下一刻,就听到那几名禁卫军颤声回应,抬着谢慕就朝宫外跑。
跑出好大一截,才一个个嘀咕:“今个儿封统领是怎么了?谢大人是怎么招惹咱们封统领了?我还从来没见封统领亲自廷杖过谁呢,这是下了狠手啊!”

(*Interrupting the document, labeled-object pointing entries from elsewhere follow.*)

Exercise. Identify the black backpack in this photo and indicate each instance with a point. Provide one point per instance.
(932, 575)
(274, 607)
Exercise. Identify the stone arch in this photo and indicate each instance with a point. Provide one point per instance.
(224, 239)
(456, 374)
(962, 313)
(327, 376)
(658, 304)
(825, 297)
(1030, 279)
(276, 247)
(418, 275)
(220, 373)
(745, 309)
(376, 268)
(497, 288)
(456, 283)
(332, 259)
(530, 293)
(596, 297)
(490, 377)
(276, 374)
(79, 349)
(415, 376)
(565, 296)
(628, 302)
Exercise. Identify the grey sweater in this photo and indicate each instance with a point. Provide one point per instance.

“咱们是封统领的手下,你管谢大人怎么得罪咱们统领的,既然他敢得罪咱们统领,那咱们也不能善罢甘休。”
“对,我支持你!”
于是,这几名禁卫军是真想得出来,在宫外找了个木板驴车,把谢慕放在上面,连喊带叫的,将谢慕送回了镇国公府。
未出一刻,便沸沸扬扬传得满城皆知。
《胜南国秘闻实录》的刘史官得知后,怎么能错过这么好的机会呢?捏着笔,胡编乱造写了一通。
结果,他自己都没想到,居然写实了六七分。
谢慕一事告一段落,再无人启奏,皇帝着急忙慌地让郑经大呼下朝,御书房都没顾上去,直奔凤仪宫,和皇后说:“朕觉得,霍霍很有可能心悦咱们想想了!”
皇后慕容雪正在给皇帝斟茶,听皇帝如此说,笑着道:“圣上,今个儿是怎么了,怎么拿这么子虚乌有的事儿,打趣臣妾,还这般一本正经。”
皇帝见皇后慕容雪不信,便将早朝的事,说给了皇后慕容雪听。
皇后慕容雪听得目瞪口呆,双目睁得溜圆,都不知道该怎么接话了!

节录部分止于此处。